We have also demonstrated a decreased proportion of LILRB1-expressing dNK cells in the group of pregnancies with a high RI. LILRB1 is an inhibitory receptor that binds to a wide spectrum of HLA molecules but preferentially, to HLA-G [36] and has been demonstrated to bind to HLA-G, expressed on trophoblast [37], and to sHLA-G [22]. The restricted expression of HLA-G in the body to fetal trophoblast indicates that it may have important functions in pregnancy. HLA-G-LILRB1 binding has been demonstrated previously to alter cytokine secretion in decidual leukocytes [37], as well as inhibit formation of the cytotoxic immune synapse [38]. A decreased proportion of dNK cells expressing this receptor could indicate altered immune interactions at the maternal–fetal interface. Therefore, we used an EVT cell line expressing HLA-G and sHLA-G [23], cocultured with dNK cells, and blocked LILRB1 to model the outcome of decreased signaling via this mechanism in the high RI group. The blocking of LILRB1 via this mechanism has been demonstrated previously in PB NK cells [22] and the NK-92 cell line [39]. We found increased expression of TNF-α and decreased expression of CXCL10 in the LILRB1-blocked group, although at low levels, which may be representative of the small subset of cells expressing this receptor. This is in contrast to Li et al. [40], who did not demonstrate altered TNF-α expression by dNK cells upon blocking of LILRB1; however, this may be reflective of the cell types used for coculture or assays. Similarly to the findings of others, we found no difference in gene expression of IFN-γ or IL-8 [41] or of PLGF after blocking LILRB1. A decrease in CXCL10 expression upon interaction with EVT could indicate the potential for decreased induction of EVT migration [2]. Similarly increased TNF-α signaling could inhibit EVT invasion [42, 43] and integration of EVT into decidual spiral arteries [44] and induce EVT apoptosis [42]. These features could impact on vessel transformation in high RI pregnancies.

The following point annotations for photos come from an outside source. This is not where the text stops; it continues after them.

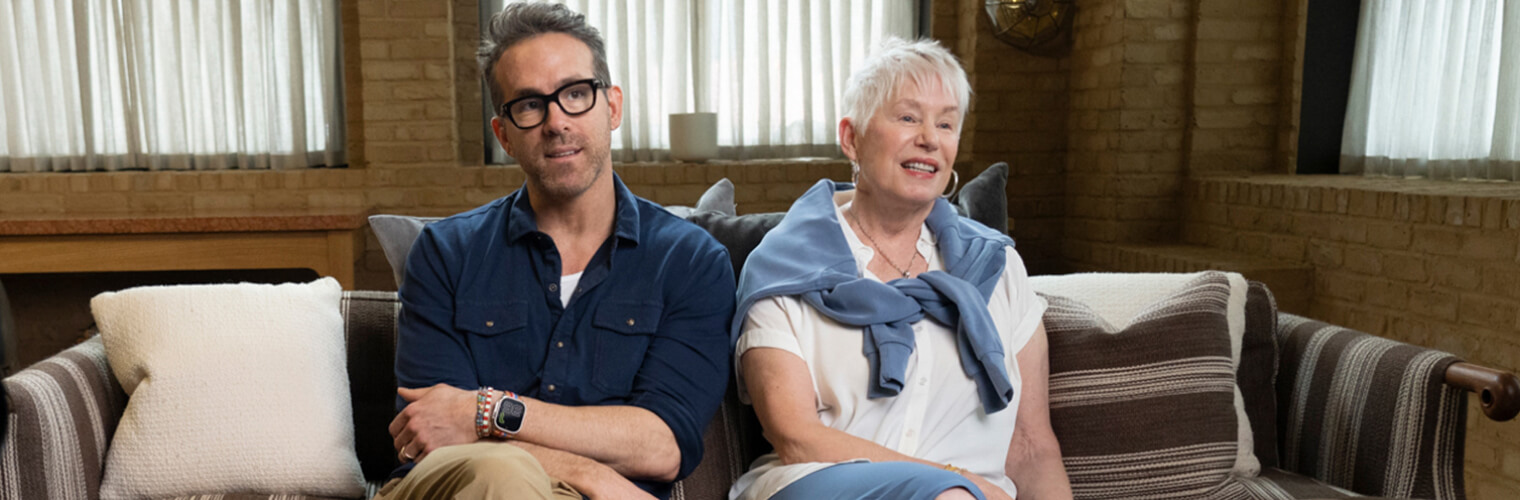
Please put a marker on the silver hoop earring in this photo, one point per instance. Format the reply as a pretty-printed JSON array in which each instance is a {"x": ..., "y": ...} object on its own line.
[{"x": 955, "y": 183}]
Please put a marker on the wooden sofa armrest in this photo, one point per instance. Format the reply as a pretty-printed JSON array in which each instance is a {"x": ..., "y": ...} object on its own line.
[
  {"x": 1368, "y": 414},
  {"x": 63, "y": 414},
  {"x": 1497, "y": 391}
]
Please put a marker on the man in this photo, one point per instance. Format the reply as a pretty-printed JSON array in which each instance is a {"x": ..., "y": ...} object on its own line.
[{"x": 592, "y": 321}]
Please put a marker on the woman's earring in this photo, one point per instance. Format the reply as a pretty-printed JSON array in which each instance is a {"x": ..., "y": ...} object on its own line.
[{"x": 955, "y": 183}]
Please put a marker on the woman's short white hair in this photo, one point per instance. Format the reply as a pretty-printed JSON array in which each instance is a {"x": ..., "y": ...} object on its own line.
[{"x": 897, "y": 61}]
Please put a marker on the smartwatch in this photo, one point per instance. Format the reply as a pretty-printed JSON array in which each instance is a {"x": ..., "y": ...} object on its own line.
[{"x": 506, "y": 417}]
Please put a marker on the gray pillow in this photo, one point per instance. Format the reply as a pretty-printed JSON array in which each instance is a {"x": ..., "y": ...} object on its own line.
[
  {"x": 718, "y": 199},
  {"x": 397, "y": 234},
  {"x": 741, "y": 234},
  {"x": 985, "y": 198}
]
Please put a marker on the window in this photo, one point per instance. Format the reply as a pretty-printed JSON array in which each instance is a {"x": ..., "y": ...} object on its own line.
[
  {"x": 771, "y": 69},
  {"x": 1435, "y": 90},
  {"x": 145, "y": 84}
]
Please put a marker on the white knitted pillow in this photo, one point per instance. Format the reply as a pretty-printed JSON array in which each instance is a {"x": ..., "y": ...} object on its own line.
[{"x": 233, "y": 388}]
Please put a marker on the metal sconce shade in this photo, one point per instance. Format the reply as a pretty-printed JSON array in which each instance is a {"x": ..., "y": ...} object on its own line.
[{"x": 1031, "y": 25}]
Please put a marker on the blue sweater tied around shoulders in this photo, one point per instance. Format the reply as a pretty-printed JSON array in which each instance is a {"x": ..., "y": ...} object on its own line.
[{"x": 807, "y": 256}]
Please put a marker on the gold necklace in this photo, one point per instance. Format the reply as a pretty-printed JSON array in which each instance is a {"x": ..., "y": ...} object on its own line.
[{"x": 853, "y": 218}]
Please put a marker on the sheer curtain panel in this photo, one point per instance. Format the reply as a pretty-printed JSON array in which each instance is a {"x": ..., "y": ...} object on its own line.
[
  {"x": 169, "y": 84},
  {"x": 771, "y": 69},
  {"x": 1435, "y": 90}
]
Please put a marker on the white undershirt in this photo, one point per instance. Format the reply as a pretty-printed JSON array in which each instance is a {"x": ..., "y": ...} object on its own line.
[
  {"x": 937, "y": 417},
  {"x": 567, "y": 284}
]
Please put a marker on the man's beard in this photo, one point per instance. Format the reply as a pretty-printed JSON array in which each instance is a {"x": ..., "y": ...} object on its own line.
[{"x": 567, "y": 183}]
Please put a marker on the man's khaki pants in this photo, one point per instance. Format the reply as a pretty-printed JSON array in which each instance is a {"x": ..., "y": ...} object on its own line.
[{"x": 482, "y": 470}]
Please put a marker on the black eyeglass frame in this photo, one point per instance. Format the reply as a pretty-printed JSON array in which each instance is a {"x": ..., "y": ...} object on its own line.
[{"x": 554, "y": 98}]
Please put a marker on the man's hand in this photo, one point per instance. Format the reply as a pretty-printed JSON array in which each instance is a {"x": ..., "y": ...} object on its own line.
[{"x": 437, "y": 417}]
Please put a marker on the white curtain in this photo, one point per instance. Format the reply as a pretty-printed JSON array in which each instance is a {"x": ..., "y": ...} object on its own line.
[
  {"x": 771, "y": 69},
  {"x": 169, "y": 84},
  {"x": 1435, "y": 90}
]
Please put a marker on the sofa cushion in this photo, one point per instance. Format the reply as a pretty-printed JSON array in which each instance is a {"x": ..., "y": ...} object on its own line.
[
  {"x": 1257, "y": 371},
  {"x": 984, "y": 198},
  {"x": 231, "y": 388},
  {"x": 1119, "y": 298},
  {"x": 1148, "y": 409},
  {"x": 397, "y": 234}
]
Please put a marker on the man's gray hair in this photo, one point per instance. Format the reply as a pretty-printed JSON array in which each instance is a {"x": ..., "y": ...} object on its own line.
[
  {"x": 525, "y": 20},
  {"x": 899, "y": 61}
]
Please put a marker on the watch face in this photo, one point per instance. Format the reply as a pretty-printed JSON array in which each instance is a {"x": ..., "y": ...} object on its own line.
[{"x": 509, "y": 415}]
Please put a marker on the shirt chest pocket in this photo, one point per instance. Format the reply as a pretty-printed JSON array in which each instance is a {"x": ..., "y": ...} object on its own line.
[
  {"x": 496, "y": 338},
  {"x": 622, "y": 333}
]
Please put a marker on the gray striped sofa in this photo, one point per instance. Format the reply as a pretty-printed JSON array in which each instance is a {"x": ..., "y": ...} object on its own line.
[{"x": 1333, "y": 424}]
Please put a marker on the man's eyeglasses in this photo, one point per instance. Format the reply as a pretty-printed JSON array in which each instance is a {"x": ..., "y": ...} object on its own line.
[{"x": 573, "y": 99}]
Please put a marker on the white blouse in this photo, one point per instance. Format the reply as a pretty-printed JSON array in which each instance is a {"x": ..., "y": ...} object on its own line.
[{"x": 937, "y": 417}]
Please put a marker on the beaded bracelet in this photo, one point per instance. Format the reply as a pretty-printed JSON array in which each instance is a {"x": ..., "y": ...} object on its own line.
[{"x": 485, "y": 403}]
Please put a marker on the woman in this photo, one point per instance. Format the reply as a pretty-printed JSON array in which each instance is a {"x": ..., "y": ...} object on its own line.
[{"x": 931, "y": 385}]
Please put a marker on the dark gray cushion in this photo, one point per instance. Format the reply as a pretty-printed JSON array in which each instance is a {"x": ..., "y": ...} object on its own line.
[
  {"x": 985, "y": 198},
  {"x": 718, "y": 198},
  {"x": 397, "y": 234},
  {"x": 741, "y": 234}
]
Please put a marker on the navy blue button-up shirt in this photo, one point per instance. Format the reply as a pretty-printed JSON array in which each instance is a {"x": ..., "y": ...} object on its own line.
[{"x": 648, "y": 324}]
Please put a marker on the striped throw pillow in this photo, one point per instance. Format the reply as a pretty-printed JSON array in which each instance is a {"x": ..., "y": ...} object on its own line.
[{"x": 1148, "y": 411}]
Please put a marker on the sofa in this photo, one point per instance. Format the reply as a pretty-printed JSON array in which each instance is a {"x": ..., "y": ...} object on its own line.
[{"x": 1330, "y": 412}]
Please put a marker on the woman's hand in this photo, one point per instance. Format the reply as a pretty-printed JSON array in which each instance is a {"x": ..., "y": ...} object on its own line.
[{"x": 988, "y": 490}]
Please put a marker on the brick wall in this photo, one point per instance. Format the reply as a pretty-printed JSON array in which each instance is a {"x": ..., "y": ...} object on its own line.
[
  {"x": 1125, "y": 131},
  {"x": 1019, "y": 114},
  {"x": 1238, "y": 87},
  {"x": 1420, "y": 262}
]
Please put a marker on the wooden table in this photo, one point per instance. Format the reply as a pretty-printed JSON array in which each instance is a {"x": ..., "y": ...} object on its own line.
[{"x": 323, "y": 242}]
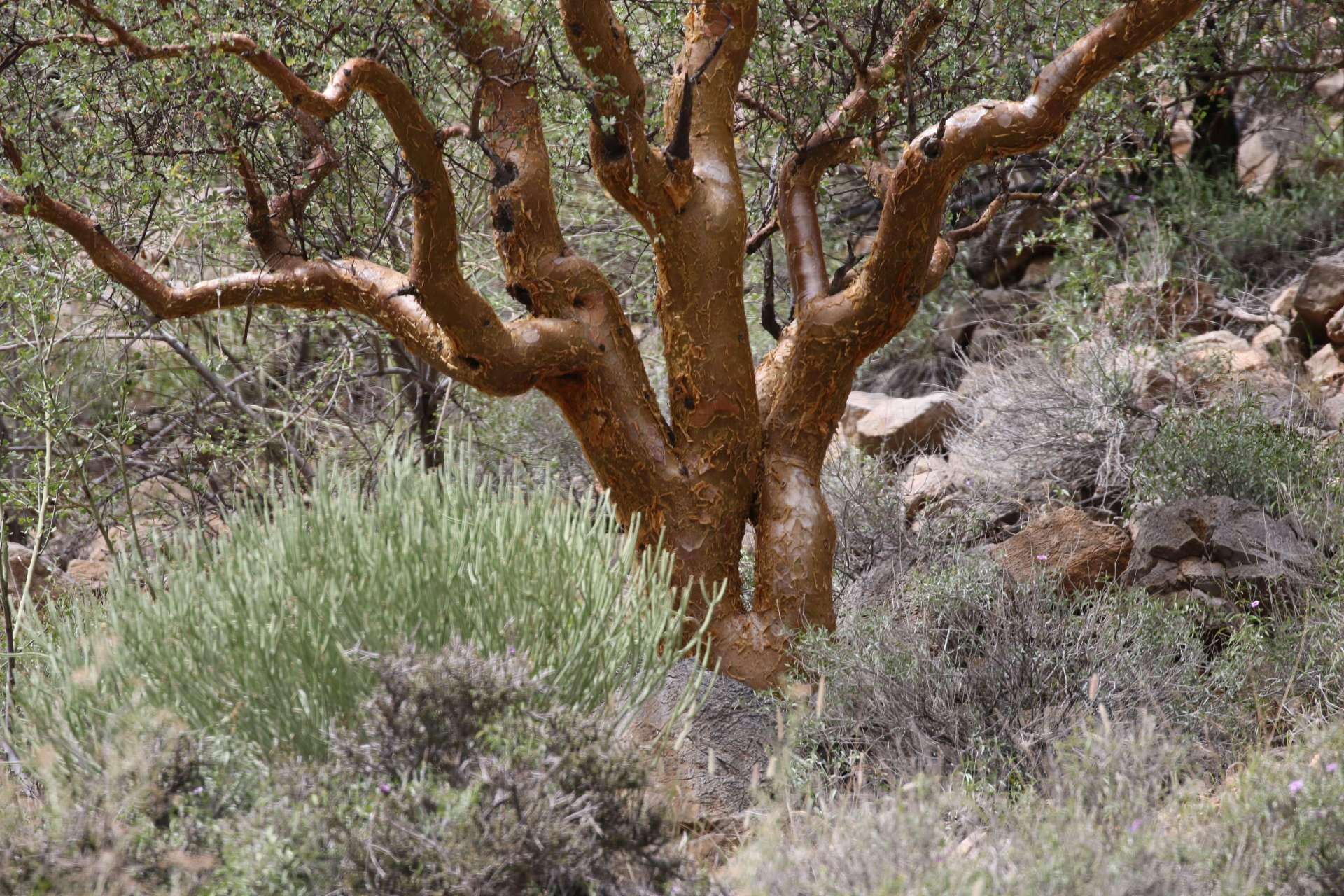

The decrease in LILRB1 and KIR2DL/S1,3,5-expressing dNK cells is particularly interesting, as these receptors interact with the unusual MHC repertoire of the EVT. Despite this decrease in inhibitory receptors in the high RI group, we found no difference in cytotoxicity between the two groups. dNK cells have been shown previously to be cytotoxic only in the presence of nonphysiologic IL-2 stimulation [45], and we found that dNK cells isolated from normal RI and high RI pregnancies exhibited a similarly low level of cytotoxicity to the classic target cell K562 compared with PB NK cells, indicating any difference in cell-surface receptor phenotype was not altering cytotoxicity. Increased expression of LILRB1 is more common on cells with increased KIR2DL1/S1 [41], and therefore, it may be a subset of cells that is decreased in the high RI group. As interactions with KIRs and LILRB1 in dNK cells have been demonstrated to be important in cytokine secretion, it may be that a decrease in this subset of cells leads to an overall suppression of dNK-induced trophoblast invasion and therefore, transformation of spiral arteries. Further investigation into the phenotype of dNK cells from this high-risk group of pregnancies will provide additional insights into maternal-mediated effects on spiral artery remodeling in the first trimester of pregnancy.